I read something yesterday about someone being happy about this quarantine, life was getting overwhelming and out of hand and this made them slow down and take a break. I smiled when I read that. This world we live in, especially here in America, is too fast paced. There is too much expectation. Too much go go go with little time to sit back, relax, and enjoy life. Unfortunately, for most parents this is not our reality. I know we all have our struggles. We are living in unprecedented times. A global crisis like nothing most of us have ever lived through. I can’t imagine how it feels to be working in the medical field or be married to and have a family with someone working in that field. I’d like to give a heartfelt thank you to all of our frontline workers and their families. Life is so challenging for so many right now. This is just my take on life in quarantine with 3 kids, 5 and under.
Harry was born on February 21st. March 13th is when our president declared a national emergency. When I had Harry, I thought I had 12 weeks sprawled in front of me of time with family, time with friends, time bonding with my newborn. Typically after you have a new baby, your house is a revolving door of friends and family coming to visit to see the newest addition and offer help to you wherever you need it. Even if all you need is someone to sit with you. Or someone to help occupy your older kids while you bond or nap with the baby. Esmé should’ve been in school. So while I was home alone during the day, it was just with 2 kids. Lucy has always been pretty independent so I was looking forward to that special baby bonding time while lucy was off doing her own thing. I imagined spending so much time with my mom. She’s literally the best grandma and I was so looking forward to spending all this time with her and the kiddos who adore her.
Instead of this special “4th trimester” I had envisioned, I found myself in the middle of a global pandemic. Married to an essential worker. Thrown to the sharks of life with 3 kids. Drowning, without a lifeboat. Esmé, my social butterfly with big giant feelings and big giant energy is no longer in school. She no longer has her weekly swim lessons. She no longer has her visits and play dates with friends. She no longer has her teacher that she adores. I am now her teacher. Instead of my quiet bonding time nursing Harry while Lucy does her own thing, I’m now nursing Harry awkwardly sitting at the kitchen table, trying to get Esmé through her school work while she and Lucy bicker over who gets to sit closer to me while we work. Instead of so much time with my mom, I have a baby that’s 2 months old and has only seen and been held by his grandma once, days before this shelter in place was put into effect. She’s watching him grow through tiny little poor quality pictures on her old flip phone or from the occasional picture my dad prints from emails I send him that he can only see on a computer at work. I’m now putting out fires left and right as my 5 and 3 year old are fighting constantly over EVERYthing. At almost all times at least one of my children is crying. At all times someone is asking me for something to eat, something to drink. Even if they have food right in front of them. I’m answering 739 questions every morning before breakfast. I’m trying to squeeze any amount of cleaning or preparing food in the 10-20 minutes here and there throughout the day that Harry is sleeping or content outside of my arms. I’m trying to keep some sort of normalcy for my kids that are used to going to visit friends and family, that are used to walking to the park and playing on the playground, that are used to trips to the grocery store with me or little outings here and there.

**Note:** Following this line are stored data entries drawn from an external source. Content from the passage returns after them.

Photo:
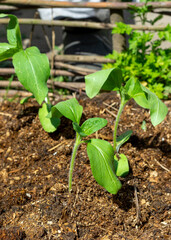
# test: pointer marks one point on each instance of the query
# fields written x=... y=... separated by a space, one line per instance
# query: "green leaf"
x=108 y=79
x=143 y=126
x=158 y=109
x=54 y=113
x=101 y=156
x=92 y=125
x=78 y=129
x=32 y=69
x=48 y=124
x=70 y=109
x=121 y=165
x=7 y=51
x=133 y=90
x=122 y=139
x=13 y=31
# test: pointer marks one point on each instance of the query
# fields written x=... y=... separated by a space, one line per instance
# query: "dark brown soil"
x=34 y=201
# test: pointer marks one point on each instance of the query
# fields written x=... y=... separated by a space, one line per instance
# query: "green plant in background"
x=99 y=151
x=112 y=80
x=144 y=59
x=32 y=69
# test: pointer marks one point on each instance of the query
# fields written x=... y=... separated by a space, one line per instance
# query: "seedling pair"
x=32 y=69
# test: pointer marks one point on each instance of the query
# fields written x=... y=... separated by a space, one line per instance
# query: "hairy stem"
x=123 y=102
x=74 y=152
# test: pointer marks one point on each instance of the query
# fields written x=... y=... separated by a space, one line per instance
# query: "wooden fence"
x=61 y=60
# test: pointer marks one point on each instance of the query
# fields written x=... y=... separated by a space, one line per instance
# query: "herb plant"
x=112 y=80
x=145 y=59
x=32 y=69
x=100 y=152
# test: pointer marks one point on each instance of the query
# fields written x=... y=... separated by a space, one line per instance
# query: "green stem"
x=123 y=102
x=74 y=152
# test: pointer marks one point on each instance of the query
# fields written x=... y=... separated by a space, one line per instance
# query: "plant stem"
x=74 y=152
x=123 y=102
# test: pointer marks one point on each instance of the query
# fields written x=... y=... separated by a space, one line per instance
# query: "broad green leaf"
x=92 y=125
x=70 y=109
x=158 y=109
x=121 y=165
x=108 y=79
x=48 y=124
x=13 y=31
x=122 y=139
x=7 y=51
x=32 y=69
x=101 y=156
x=78 y=129
x=133 y=90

I’m constantly feeling guilty that I’m not doing enough. That I’m not happy enough. Parents in general are constantly worrying about how we are messing our kids up, now we get to worry about how we are handling this pandemic. Are we providing them with the right tools to mentally and emotionally work through times like these? Are we doing irreversible damage while they are seeing us overcome with anxiety and depression over this isolation? I post a lot of pictures of our baking adventures. What you don’t see in the highlight reel of smiling faces is that sometimes those adventures end in all of us crying, some of us yelling, with my 5 year old telling me “today was the worst day, I miss my old life”. We bake because it’s become my coping mechanism and there’s a win win there of it being some quality time and memory making with the kids. Harry is usually in the swing crying while we do it but sometimes I just need to put him down. Baking has become almost obsessive. The second I have a few minutes of quiet, where my brain is allowed to wander, I have to get up and bake something. Or do something. Because if I don’t, I start to spiral and I start to fall apart. There is no time in my life right now with 3 kids so young, watching my every move, needing me constantly, to fall apart. My counselor says during these times to take it one day at a time. One moment at a time because it’s too much to take on otherwise. Too many what ifs. Too many unanswerable questions about the future. This parenting thing takes a village and we are all very abruptly without that village. I find myself forgoing what little bit of sleep life with a newborn and a 3 and 5 year old offers just so that I can have a little bit of time without being pulled in 7 different directions. Without 2 kids constantly talking/fighting/crying/asking questions all while a baby cries or has just fallen asleep, nursing. Sometimes those hours I should be sleeping are the only times I can get any of the housework done.
I really am so grateful for my life. I am so lucky in more ways than I can count. I inwardly and outwardly genuinely express my gratitude daily for all of my blessings. Every night before bed the girls and I list and write out 3 things to be thankful for during this time. But this is hard. Really hard. And I’m struggling.